I'm a little late back to this question, but looking back, I remember the solution: I was programming on a single-core raspberry pi. One core means no speedup from threading.

Question 2

I think spawning the threads is too expensive, You could try PPL or TBB. which both have parallel_for and parallel_foreach, and use those to loop through the pixels instead of using threads. they internally manage the threads so you have less overhead and the most throughput.

Question 3

Solving one problem at a time, why not give it a try and hardcode the use of 2 threads, then 3? Thread starting is expensive however if you start only 2 threads and calculate a fairly large Mandelbrot, then thread start time will be relatively zero.

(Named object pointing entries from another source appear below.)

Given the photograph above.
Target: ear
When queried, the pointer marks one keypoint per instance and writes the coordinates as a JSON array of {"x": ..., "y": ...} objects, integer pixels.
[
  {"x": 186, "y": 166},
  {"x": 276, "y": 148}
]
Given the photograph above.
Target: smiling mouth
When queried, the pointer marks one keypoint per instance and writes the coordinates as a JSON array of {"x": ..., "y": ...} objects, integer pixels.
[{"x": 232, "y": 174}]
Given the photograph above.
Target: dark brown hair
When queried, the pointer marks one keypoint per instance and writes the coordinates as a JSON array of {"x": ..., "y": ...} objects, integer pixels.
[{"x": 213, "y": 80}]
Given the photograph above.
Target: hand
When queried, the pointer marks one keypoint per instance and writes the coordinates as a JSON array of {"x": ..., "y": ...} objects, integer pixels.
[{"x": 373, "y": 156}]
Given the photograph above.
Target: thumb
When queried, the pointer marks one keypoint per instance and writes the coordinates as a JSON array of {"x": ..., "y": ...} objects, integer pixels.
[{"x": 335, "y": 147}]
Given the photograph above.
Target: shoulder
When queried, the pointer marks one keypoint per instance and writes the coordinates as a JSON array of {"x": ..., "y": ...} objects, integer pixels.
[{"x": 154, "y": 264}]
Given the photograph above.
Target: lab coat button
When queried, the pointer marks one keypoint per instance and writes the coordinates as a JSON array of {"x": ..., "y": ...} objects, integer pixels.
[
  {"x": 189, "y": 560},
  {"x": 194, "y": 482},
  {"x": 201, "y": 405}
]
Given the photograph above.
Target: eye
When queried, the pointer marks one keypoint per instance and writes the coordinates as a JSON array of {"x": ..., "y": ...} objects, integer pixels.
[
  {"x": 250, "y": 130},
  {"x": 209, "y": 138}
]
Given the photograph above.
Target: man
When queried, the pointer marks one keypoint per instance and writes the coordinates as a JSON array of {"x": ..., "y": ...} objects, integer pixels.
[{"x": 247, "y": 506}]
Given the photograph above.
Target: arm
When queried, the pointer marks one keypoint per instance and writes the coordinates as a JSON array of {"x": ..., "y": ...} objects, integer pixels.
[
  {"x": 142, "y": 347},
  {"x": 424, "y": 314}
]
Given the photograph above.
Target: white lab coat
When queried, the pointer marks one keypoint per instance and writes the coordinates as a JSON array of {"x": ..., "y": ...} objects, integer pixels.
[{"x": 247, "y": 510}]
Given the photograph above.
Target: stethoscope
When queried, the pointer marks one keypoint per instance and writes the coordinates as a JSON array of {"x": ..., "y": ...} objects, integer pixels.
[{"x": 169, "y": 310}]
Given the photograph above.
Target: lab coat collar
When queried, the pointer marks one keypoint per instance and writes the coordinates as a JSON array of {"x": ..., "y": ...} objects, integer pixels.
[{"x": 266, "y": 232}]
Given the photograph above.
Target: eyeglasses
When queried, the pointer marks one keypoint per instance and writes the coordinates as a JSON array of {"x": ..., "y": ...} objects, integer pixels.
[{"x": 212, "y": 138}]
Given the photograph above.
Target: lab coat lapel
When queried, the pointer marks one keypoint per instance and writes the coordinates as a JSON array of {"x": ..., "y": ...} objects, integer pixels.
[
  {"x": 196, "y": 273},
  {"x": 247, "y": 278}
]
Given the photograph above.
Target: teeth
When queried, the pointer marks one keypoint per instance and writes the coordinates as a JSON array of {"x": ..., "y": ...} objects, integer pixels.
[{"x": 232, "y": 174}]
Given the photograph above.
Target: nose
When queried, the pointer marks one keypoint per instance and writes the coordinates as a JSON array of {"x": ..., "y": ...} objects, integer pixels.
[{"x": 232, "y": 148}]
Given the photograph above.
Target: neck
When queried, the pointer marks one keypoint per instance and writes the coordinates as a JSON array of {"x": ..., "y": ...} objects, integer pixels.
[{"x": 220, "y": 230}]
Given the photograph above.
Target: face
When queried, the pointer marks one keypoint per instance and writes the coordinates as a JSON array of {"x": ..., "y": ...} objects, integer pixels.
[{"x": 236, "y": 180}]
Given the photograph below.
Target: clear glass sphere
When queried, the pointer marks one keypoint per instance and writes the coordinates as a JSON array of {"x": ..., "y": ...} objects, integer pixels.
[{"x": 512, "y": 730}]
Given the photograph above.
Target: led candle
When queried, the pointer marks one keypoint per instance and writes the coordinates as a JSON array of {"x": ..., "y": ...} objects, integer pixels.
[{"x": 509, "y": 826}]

Up until you don't achieve 2x and 3x speedup, then you have other problems that you need to debug & solve, separately.

Question 4

Without looking at your code and playing with it, it's hard to pinpoint what the problem is exactly. Here's a guess though: some portions of the Mandelbrot set image is much easier to compute than others. Your code is cutting the image up into equal slices by the x-axis, but the majority of the work (say 70%) could fall into one slice. In that case, the best you can do is a 30% speed up, since rest of the threads still have to wait for the last one to finish. For example, if you run with four threads and cut up the image into four pieces, the third piece certainly looks more intensive than the rest. Of course the 70% is just an estimate.